Joe Arpaio

In this Dec. 18, 2013, file photo, Maricopa County Sheriff Joe Arpaio speaks at a news conference at the Sheriff's headquarters in Phoenix. (AP Photo/Ross D. Franklin, File)

PHOENIX — The nation's high court this morning refused to resurrect a challenge by Maricopa County Sheriff Joe Arpaio to the Obama administration's deferred action programs.

Without comment, the justices let stand a ruling last year by the Court of Appeals for the District of Columbia that the self-named "toughest sheriff in America'' had no right to sue.

The move is actually one of two victories today for the Obama administration. Separately, the U.S. Supreme Court separately agreed to consider whether a federal judge in Texas acted correctly in enjoining a second "deferred action'' program.

In the Arpaio ruling, appellate Judge Nina Pillard said the sheriff's lawsuit is based on the contention that allowing people who arrived in this country illegally as children to remain without fear of deportation will lead to more crime in Maricopa County and burden his officers and jails. But Pillard, writing for the three-judge panel, said the sheriff's contentions "are unduly speculative'' and "rest on chains of supposition and contradict acknowledged realities.''

And without any proof he or his agency will be harmed, Pillard said there was no basis for a lawsuit.

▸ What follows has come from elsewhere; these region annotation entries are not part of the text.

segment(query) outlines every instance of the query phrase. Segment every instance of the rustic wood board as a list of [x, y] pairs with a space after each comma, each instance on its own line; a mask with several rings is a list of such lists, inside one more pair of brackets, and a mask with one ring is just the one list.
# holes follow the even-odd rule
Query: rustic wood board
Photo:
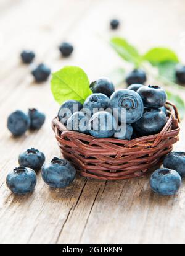
[[[166, 7], [167, 6], [167, 7]], [[91, 80], [124, 65], [110, 48], [113, 35], [126, 37], [144, 51], [167, 45], [185, 61], [185, 5], [183, 0], [1, 0], [0, 2], [0, 242], [1, 243], [178, 243], [184, 242], [185, 187], [178, 195], [159, 196], [149, 187], [149, 177], [99, 181], [78, 177], [68, 188], [49, 188], [40, 174], [31, 195], [13, 195], [5, 184], [8, 172], [18, 165], [18, 154], [34, 146], [47, 161], [59, 156], [51, 128], [59, 105], [49, 82], [33, 82], [29, 68], [18, 59], [31, 48], [36, 62], [52, 70], [78, 65]], [[118, 17], [121, 28], [109, 30]], [[72, 57], [60, 58], [64, 40], [75, 46]], [[6, 128], [8, 115], [36, 107], [47, 115], [43, 128], [22, 138]], [[176, 148], [184, 150], [182, 139]]]

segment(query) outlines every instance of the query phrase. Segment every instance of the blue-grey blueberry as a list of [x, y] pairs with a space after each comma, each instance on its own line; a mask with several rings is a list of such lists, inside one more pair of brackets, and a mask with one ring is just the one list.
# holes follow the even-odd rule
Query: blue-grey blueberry
[[41, 170], [44, 162], [44, 154], [33, 148], [20, 154], [18, 157], [18, 163], [20, 166], [32, 169], [35, 171]]
[[176, 170], [181, 177], [185, 177], [185, 152], [171, 152], [163, 161], [164, 167]]
[[94, 94], [103, 94], [109, 98], [115, 92], [115, 86], [108, 77], [100, 77], [90, 84], [90, 89]]
[[40, 129], [45, 122], [45, 114], [37, 109], [29, 109], [28, 116], [31, 121], [30, 129]]
[[96, 113], [89, 122], [89, 133], [96, 138], [112, 137], [117, 129], [116, 119], [111, 113], [106, 111]]
[[24, 195], [31, 192], [36, 184], [35, 171], [24, 166], [19, 166], [6, 177], [7, 187], [16, 194]]
[[91, 115], [99, 110], [104, 110], [107, 108], [109, 97], [103, 94], [92, 94], [86, 99], [83, 108], [89, 109]]
[[77, 111], [83, 108], [83, 104], [77, 100], [69, 100], [64, 102], [58, 112], [59, 120], [64, 125], [67, 125], [68, 118]]
[[42, 168], [44, 182], [52, 188], [65, 188], [74, 180], [75, 177], [76, 170], [65, 159], [55, 157]]
[[117, 110], [120, 122], [123, 122], [121, 110], [125, 110], [126, 123], [136, 122], [142, 117], [144, 111], [142, 100], [139, 95], [134, 90], [128, 89], [115, 92], [110, 98], [108, 107], [113, 112]]
[[179, 189], [181, 178], [175, 170], [161, 168], [152, 174], [150, 184], [154, 192], [162, 195], [172, 195]]
[[133, 124], [133, 128], [141, 136], [160, 132], [167, 122], [166, 114], [159, 108], [145, 108], [141, 118]]
[[166, 102], [167, 95], [165, 90], [158, 86], [143, 86], [137, 92], [141, 97], [144, 107], [158, 108]]
[[7, 128], [14, 136], [23, 135], [30, 125], [29, 117], [21, 110], [12, 113], [7, 119]]

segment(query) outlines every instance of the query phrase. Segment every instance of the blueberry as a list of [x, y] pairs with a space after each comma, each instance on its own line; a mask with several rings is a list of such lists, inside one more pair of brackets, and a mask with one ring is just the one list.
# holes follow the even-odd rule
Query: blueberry
[[62, 104], [58, 112], [59, 120], [67, 125], [67, 121], [75, 112], [83, 108], [83, 104], [77, 100], [69, 100]]
[[118, 20], [114, 19], [110, 20], [110, 25], [112, 29], [116, 29], [119, 27], [120, 22]]
[[7, 120], [7, 128], [14, 136], [23, 135], [30, 125], [29, 117], [22, 111], [17, 110], [11, 113]]
[[115, 118], [106, 111], [100, 111], [92, 115], [89, 122], [89, 130], [96, 138], [112, 137], [117, 128]]
[[35, 171], [41, 170], [44, 162], [44, 154], [35, 148], [27, 149], [20, 154], [18, 157], [18, 163], [20, 166], [32, 169]]
[[166, 115], [168, 115], [167, 109], [165, 106], [163, 106], [159, 108], [161, 109]]
[[162, 110], [146, 108], [142, 118], [133, 124], [133, 128], [139, 135], [150, 135], [160, 132], [166, 122], [166, 115]]
[[131, 125], [125, 125], [126, 127], [125, 129], [122, 128], [120, 128], [118, 131], [117, 131], [114, 134], [114, 138], [116, 139], [126, 139], [130, 141], [133, 135], [133, 128]]
[[40, 129], [45, 122], [45, 115], [35, 108], [29, 109], [28, 116], [31, 121], [31, 129]]
[[146, 73], [142, 69], [134, 69], [126, 77], [126, 82], [128, 86], [133, 84], [144, 84], [146, 81]]
[[178, 64], [176, 69], [176, 77], [180, 84], [185, 84], [185, 66]]
[[164, 167], [176, 170], [181, 177], [185, 177], [185, 152], [171, 152], [164, 159]]
[[[105, 110], [107, 108], [109, 97], [103, 94], [92, 94], [87, 97], [84, 104], [84, 109], [89, 109], [91, 115], [97, 112], [98, 110]], [[94, 111], [93, 111], [94, 110]]]
[[90, 84], [90, 89], [93, 93], [102, 93], [109, 98], [115, 92], [115, 87], [109, 78], [101, 77]]
[[109, 107], [118, 110], [118, 120], [121, 120], [121, 109], [126, 111], [126, 123], [133, 123], [141, 118], [144, 110], [142, 99], [137, 92], [128, 89], [115, 92], [110, 98]]
[[70, 43], [64, 42], [59, 46], [59, 50], [64, 57], [67, 57], [72, 53], [74, 48]]
[[128, 87], [127, 87], [127, 89], [128, 89], [128, 90], [134, 90], [134, 92], [137, 92], [137, 90], [139, 88], [142, 87], [143, 86], [144, 86], [143, 84], [131, 84], [131, 86], [128, 86]]
[[76, 170], [65, 159], [55, 157], [42, 168], [44, 182], [52, 188], [63, 188], [68, 186], [75, 179]]
[[31, 72], [35, 79], [38, 82], [46, 81], [51, 74], [50, 68], [44, 64], [40, 64]]
[[67, 128], [68, 130], [88, 133], [88, 122], [90, 117], [82, 111], [74, 113], [67, 120]]
[[19, 166], [6, 177], [7, 187], [16, 194], [23, 195], [32, 192], [36, 183], [36, 176], [33, 170]]
[[35, 54], [32, 51], [23, 51], [20, 54], [22, 61], [25, 64], [31, 63], [35, 57]]
[[152, 174], [150, 183], [154, 192], [162, 195], [172, 195], [179, 189], [181, 179], [176, 170], [161, 168]]
[[167, 99], [165, 91], [158, 86], [143, 86], [137, 91], [141, 97], [144, 105], [150, 108], [160, 108], [163, 106]]

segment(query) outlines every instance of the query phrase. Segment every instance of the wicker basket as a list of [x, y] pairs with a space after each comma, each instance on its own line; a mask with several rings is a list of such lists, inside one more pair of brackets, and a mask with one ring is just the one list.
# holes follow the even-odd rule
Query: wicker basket
[[68, 131], [57, 118], [52, 128], [63, 156], [80, 174], [103, 180], [142, 176], [163, 162], [178, 141], [179, 127], [176, 107], [166, 104], [168, 120], [161, 132], [131, 141], [96, 138]]

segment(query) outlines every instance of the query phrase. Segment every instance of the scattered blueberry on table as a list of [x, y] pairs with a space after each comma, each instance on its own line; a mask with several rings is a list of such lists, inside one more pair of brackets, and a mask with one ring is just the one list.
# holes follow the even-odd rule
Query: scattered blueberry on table
[[8, 117], [7, 128], [14, 136], [23, 135], [28, 130], [30, 125], [29, 117], [21, 110], [12, 113]]
[[42, 63], [36, 67], [32, 71], [35, 80], [37, 82], [46, 81], [51, 74], [50, 68], [46, 64]]
[[52, 188], [65, 188], [75, 180], [75, 169], [65, 159], [55, 157], [42, 168], [44, 182]]
[[175, 74], [178, 82], [180, 84], [185, 84], [185, 66], [178, 64]]
[[30, 119], [30, 129], [40, 129], [45, 122], [46, 115], [37, 109], [29, 109], [28, 116]]
[[35, 54], [33, 51], [24, 50], [20, 54], [22, 61], [25, 64], [31, 63], [35, 58]]
[[162, 195], [172, 195], [179, 189], [181, 179], [176, 170], [161, 168], [152, 174], [150, 184], [154, 192]]
[[112, 29], [117, 29], [120, 25], [120, 21], [117, 19], [113, 19], [110, 20], [110, 25]]
[[185, 177], [185, 152], [171, 152], [164, 159], [163, 165], [165, 168], [176, 170], [182, 177]]
[[90, 84], [90, 89], [94, 94], [101, 93], [109, 98], [115, 92], [115, 86], [108, 77], [101, 77]]
[[147, 77], [144, 71], [142, 69], [134, 69], [128, 74], [126, 77], [126, 82], [128, 86], [133, 84], [143, 84], [146, 81]]
[[18, 163], [20, 166], [30, 168], [35, 171], [41, 170], [44, 162], [44, 154], [33, 148], [20, 154], [18, 157]]
[[71, 43], [64, 42], [59, 46], [59, 50], [64, 57], [68, 57], [71, 55], [74, 48]]
[[24, 166], [19, 166], [6, 177], [7, 187], [16, 194], [24, 195], [31, 192], [36, 184], [35, 171]]

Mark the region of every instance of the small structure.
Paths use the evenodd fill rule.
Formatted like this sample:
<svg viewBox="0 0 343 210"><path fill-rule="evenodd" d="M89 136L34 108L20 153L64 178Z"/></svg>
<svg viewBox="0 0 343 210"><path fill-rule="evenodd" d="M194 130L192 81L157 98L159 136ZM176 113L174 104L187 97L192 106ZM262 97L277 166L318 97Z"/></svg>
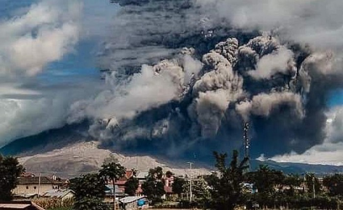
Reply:
<svg viewBox="0 0 343 210"><path fill-rule="evenodd" d="M0 210L45 210L31 201L0 202Z"/></svg>
<svg viewBox="0 0 343 210"><path fill-rule="evenodd" d="M149 204L145 196L128 196L119 200L120 205L122 210L136 210L149 208Z"/></svg>
<svg viewBox="0 0 343 210"><path fill-rule="evenodd" d="M37 193L41 195L48 190L59 189L65 184L61 181L54 180L45 176L21 177L18 180L17 187L13 191L14 194L17 195Z"/></svg>
<svg viewBox="0 0 343 210"><path fill-rule="evenodd" d="M47 198L56 198L63 201L72 198L74 195L74 191L70 189L54 189L47 191L42 196Z"/></svg>
<svg viewBox="0 0 343 210"><path fill-rule="evenodd" d="M33 194L16 194L13 195L14 200L30 200L38 197L37 193Z"/></svg>
<svg viewBox="0 0 343 210"><path fill-rule="evenodd" d="M116 197L117 199L124 197L125 196L124 189L120 188L117 185L116 185ZM105 203L113 202L113 185L106 185L105 186L105 199L104 202Z"/></svg>

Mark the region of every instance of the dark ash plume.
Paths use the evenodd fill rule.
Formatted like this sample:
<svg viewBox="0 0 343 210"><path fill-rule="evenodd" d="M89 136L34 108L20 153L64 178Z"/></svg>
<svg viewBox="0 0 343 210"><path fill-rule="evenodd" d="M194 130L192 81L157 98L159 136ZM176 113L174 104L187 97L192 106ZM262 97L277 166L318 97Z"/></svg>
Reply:
<svg viewBox="0 0 343 210"><path fill-rule="evenodd" d="M70 117L93 119L103 146L205 159L240 146L244 121L254 156L322 142L326 97L342 81L332 54L238 29L203 1L112 1L121 8L99 54L109 90Z"/></svg>

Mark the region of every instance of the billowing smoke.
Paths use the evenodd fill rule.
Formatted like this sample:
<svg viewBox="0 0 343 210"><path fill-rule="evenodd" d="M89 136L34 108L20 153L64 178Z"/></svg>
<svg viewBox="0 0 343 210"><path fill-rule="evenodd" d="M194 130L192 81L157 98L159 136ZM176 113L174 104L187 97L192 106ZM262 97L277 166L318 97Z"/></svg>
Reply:
<svg viewBox="0 0 343 210"><path fill-rule="evenodd" d="M97 54L106 88L62 117L90 122L103 146L205 159L239 148L245 121L255 157L302 153L334 136L326 101L342 87L341 0L112 1L120 9ZM28 38L8 37L14 60L0 72L36 74L69 51L77 30L61 14L32 19L40 29ZM27 40L30 59L19 48ZM0 45L0 62L7 47Z"/></svg>

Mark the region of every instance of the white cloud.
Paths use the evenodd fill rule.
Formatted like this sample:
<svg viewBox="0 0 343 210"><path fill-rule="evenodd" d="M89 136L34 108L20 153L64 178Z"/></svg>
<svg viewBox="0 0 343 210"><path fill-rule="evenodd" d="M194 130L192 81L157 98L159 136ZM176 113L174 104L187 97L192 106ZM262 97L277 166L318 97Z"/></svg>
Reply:
<svg viewBox="0 0 343 210"><path fill-rule="evenodd" d="M328 114L324 142L302 154L292 152L269 159L277 162L293 162L343 165L343 106L333 109ZM264 156L259 158L266 159Z"/></svg>
<svg viewBox="0 0 343 210"><path fill-rule="evenodd" d="M291 68L293 52L281 47L276 52L262 57L257 63L256 70L248 73L256 79L270 79L278 72L286 73Z"/></svg>
<svg viewBox="0 0 343 210"><path fill-rule="evenodd" d="M63 125L70 105L94 93L77 81L43 85L34 77L73 51L82 6L78 0L40 1L0 20L0 147Z"/></svg>
<svg viewBox="0 0 343 210"><path fill-rule="evenodd" d="M343 46L341 0L196 0L213 22L274 30L288 40L325 48Z"/></svg>

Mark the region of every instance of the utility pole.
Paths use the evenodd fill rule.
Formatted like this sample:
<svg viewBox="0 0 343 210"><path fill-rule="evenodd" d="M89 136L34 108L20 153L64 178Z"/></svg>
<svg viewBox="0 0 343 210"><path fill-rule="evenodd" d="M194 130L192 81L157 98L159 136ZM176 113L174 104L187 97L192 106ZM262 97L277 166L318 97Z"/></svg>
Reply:
<svg viewBox="0 0 343 210"><path fill-rule="evenodd" d="M190 167L189 201L192 203L192 199L193 197L193 194L192 193L192 165L194 164L194 163L187 162L187 163L189 164Z"/></svg>
<svg viewBox="0 0 343 210"><path fill-rule="evenodd" d="M313 198L316 198L316 189L315 188L315 177L312 177L312 189L313 189Z"/></svg>
<svg viewBox="0 0 343 210"><path fill-rule="evenodd" d="M41 177L42 176L42 173L39 172L39 178L38 179L38 197L41 194Z"/></svg>

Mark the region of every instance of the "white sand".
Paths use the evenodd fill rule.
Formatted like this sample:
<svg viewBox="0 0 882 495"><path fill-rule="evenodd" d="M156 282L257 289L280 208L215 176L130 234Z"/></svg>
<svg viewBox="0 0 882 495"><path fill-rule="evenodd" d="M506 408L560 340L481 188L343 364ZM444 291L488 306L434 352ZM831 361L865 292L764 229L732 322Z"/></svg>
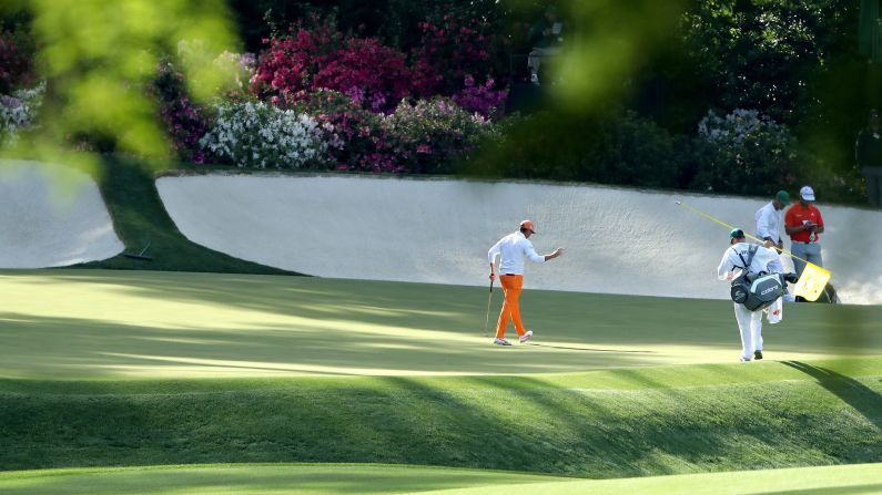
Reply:
<svg viewBox="0 0 882 495"><path fill-rule="evenodd" d="M487 285L487 249L536 221L540 254L525 287L728 298L714 276L729 229L687 204L753 233L766 199L511 182L356 176L163 177L178 228L229 255L333 278ZM823 188L817 188L823 197ZM882 213L818 204L824 266L843 302L882 302ZM785 240L789 248L789 240ZM787 262L785 262L787 264Z"/></svg>
<svg viewBox="0 0 882 495"><path fill-rule="evenodd" d="M105 259L124 246L88 175L58 165L0 162L0 268Z"/></svg>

The lawsuit, filed in 2014, challenges both the 2012 Deferred Action for Childhood Arrivals program and the expanded Deferred Action for Parents of Americans. Both programs allow millions of people here illegally both to remain and work.

Arpaio charged that the programs are "unconstitutional abuses of the president's role in our nation's constitutional architecture, and exceed the powers of the president within the U.S. Constitution.'' And he said even if Congress has granted some power to the president to decide how to enforce immigration laws, these two programs exceed that delegated authority.

But the court never addressed those arguments, saying Arpaio has no legal right to even make them.